Abstract
No pseudorabies virus (PRV)-specific neutralizing or immunoglobulin G1-type antibodies were detected in sera 5 days after injection of a DNA vaccine against PRV infection in pigs. PRV-stimulated peripheral blood mononuclear cells produced gamma interferon mRNA in vitro. Two out of five pigs recovered from lethal PRV infection without attenuation of nasal viral excretion.

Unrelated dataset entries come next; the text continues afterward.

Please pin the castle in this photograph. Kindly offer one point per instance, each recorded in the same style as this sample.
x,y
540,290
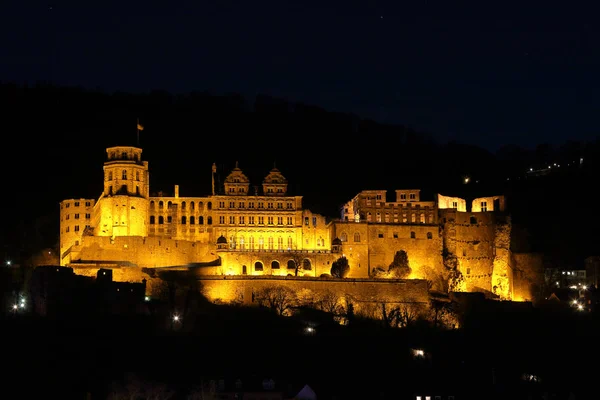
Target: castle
x,y
239,231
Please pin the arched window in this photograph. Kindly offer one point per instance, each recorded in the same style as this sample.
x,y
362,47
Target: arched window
x,y
306,264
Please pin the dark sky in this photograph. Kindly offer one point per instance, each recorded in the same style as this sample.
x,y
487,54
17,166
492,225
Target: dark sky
x,y
488,73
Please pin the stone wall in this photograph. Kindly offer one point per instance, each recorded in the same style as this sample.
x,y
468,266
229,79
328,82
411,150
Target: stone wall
x,y
149,252
528,273
236,288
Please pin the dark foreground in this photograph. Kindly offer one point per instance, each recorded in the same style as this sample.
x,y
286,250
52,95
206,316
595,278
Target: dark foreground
x,y
79,357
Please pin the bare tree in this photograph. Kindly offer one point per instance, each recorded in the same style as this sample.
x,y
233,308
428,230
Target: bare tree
x,y
404,314
280,299
329,302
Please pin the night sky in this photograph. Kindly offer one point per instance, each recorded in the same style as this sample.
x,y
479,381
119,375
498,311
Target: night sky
x,y
512,72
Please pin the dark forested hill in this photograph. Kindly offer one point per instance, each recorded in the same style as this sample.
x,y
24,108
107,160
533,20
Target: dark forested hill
x,y
55,140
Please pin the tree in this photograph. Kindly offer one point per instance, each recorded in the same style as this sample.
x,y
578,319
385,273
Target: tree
x,y
399,268
298,259
280,299
329,302
340,268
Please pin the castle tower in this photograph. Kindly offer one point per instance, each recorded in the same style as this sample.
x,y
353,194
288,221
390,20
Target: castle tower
x,y
236,183
275,183
122,209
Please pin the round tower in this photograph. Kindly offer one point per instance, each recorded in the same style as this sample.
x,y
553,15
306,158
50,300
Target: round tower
x,y
236,183
123,205
275,183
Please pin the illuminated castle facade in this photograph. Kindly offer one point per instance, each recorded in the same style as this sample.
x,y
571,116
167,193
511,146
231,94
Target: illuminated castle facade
x,y
240,230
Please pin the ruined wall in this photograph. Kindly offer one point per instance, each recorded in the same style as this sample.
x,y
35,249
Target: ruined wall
x,y
236,288
528,275
471,237
502,272
355,246
75,215
149,252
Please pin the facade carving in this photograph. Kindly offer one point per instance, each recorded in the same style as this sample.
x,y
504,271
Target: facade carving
x,y
244,230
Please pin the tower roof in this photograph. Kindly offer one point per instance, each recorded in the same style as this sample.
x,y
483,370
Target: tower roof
x,y
275,177
236,176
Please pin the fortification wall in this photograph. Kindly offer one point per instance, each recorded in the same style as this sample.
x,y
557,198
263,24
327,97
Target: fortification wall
x,y
149,252
235,288
245,263
528,274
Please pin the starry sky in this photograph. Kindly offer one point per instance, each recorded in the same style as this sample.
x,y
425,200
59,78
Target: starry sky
x,y
481,73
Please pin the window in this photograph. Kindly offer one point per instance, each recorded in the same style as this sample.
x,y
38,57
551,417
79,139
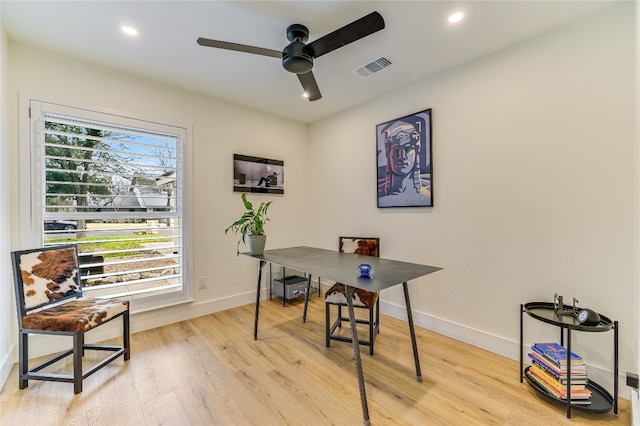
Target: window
x,y
115,186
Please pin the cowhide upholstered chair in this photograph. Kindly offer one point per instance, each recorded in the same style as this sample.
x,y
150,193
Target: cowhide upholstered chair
x,y
363,299
49,298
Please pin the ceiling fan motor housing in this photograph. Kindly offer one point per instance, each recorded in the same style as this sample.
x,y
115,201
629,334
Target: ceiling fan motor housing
x,y
295,59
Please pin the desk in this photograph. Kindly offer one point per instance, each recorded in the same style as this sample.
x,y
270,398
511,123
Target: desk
x,y
343,267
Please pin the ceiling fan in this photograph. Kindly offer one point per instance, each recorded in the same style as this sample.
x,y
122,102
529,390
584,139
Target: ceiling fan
x,y
297,57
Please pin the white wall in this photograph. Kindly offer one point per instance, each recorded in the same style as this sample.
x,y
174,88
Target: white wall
x,y
219,130
534,189
7,313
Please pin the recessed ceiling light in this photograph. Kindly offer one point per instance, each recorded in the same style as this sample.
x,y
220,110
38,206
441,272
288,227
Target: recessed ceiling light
x,y
129,30
456,17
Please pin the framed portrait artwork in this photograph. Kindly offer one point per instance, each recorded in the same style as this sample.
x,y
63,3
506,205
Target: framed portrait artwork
x,y
404,161
257,174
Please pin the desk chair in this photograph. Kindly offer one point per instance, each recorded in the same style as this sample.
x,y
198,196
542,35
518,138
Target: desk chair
x,y
48,290
363,299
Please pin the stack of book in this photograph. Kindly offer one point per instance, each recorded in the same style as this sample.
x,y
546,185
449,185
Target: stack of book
x,y
549,370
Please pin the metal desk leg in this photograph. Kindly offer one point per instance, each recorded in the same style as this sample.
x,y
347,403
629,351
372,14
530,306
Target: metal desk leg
x,y
405,287
356,351
568,373
615,367
306,298
255,326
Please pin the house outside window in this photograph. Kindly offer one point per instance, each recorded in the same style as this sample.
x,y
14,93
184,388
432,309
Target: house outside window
x,y
116,187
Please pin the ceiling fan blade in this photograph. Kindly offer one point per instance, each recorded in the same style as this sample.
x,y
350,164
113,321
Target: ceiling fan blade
x,y
239,47
310,86
356,30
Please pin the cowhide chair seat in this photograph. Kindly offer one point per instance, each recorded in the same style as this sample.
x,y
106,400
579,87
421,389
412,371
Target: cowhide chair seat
x,y
76,316
337,295
363,299
49,298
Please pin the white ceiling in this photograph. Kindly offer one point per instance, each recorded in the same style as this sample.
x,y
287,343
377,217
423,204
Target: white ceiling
x,y
417,39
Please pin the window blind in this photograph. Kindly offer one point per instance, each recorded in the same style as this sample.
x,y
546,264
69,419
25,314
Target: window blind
x,y
115,191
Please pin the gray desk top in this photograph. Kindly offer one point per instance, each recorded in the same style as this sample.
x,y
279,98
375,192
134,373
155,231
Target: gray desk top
x,y
343,267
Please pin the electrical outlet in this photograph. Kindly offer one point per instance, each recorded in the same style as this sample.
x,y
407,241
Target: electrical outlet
x,y
202,282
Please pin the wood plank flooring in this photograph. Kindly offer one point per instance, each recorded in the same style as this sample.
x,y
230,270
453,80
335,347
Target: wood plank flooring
x,y
210,371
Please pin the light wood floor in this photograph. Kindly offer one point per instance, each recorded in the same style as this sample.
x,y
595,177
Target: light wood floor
x,y
210,371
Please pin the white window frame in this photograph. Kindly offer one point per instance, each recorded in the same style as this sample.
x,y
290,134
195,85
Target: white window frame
x,y
31,198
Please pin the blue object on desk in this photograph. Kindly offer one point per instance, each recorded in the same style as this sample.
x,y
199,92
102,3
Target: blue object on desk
x,y
366,271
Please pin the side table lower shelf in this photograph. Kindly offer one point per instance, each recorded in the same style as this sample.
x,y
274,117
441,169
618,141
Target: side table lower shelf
x,y
601,400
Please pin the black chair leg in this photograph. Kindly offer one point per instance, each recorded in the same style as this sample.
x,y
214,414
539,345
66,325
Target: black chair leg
x,y
125,335
24,360
372,336
327,325
78,350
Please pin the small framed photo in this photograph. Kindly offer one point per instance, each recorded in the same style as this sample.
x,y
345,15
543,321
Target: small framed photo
x,y
404,161
257,174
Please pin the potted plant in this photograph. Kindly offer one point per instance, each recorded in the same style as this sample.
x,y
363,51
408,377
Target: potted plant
x,y
251,225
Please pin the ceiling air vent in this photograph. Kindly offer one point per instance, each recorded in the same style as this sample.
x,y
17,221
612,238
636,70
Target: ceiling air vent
x,y
372,67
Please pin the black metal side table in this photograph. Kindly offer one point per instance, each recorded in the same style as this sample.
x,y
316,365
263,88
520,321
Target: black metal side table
x,y
601,400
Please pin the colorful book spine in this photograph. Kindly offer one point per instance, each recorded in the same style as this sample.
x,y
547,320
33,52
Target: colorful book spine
x,y
577,371
550,372
556,353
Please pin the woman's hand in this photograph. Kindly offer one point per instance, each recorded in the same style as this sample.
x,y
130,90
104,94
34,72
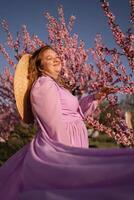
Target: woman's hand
x,y
104,92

Infection of swine with the swine alpha herpesvirus pseudorabies virus (PRV) causes Aujeszky's disease, a serious illness with high morbidity and mortality leading to severe losses in the pig industry. Various vaccination strategies based on modified live or inactivated vaccines are employed to control Aujeszky's disease. DNA vaccination provides an alternative to conventional vaccination and is reported to efficiently protect swine, mice, or rabbits against PRV infection 21 to 28 days after plasmid injection (8-10, 14, 18, 30). These ideal experimental conditions are not usually encountered in practice, since it is not known when vaccinated animals will be exposed to viral pathogens. Pigs can be infected soon after vaccination.
The capacity of conventional inactivated or live attenuated vaccines to induce early protection has been described in several animal models of infection. For example, pigs are protected against classical swine fever virus (CSFV) infection 6 days after vaccination (25). Cattle are protected against bovine herpesvirus-1 (BHV-1) infection 3 to 5 days after vaccination (2, 16, 19, 26) and against foot-and-mouth disease virus infection 7 days after vaccination (12, 22). Early protection has also been described for DNA vaccination against viral hemorrhagic septicemia in rainbow trout (20, 24).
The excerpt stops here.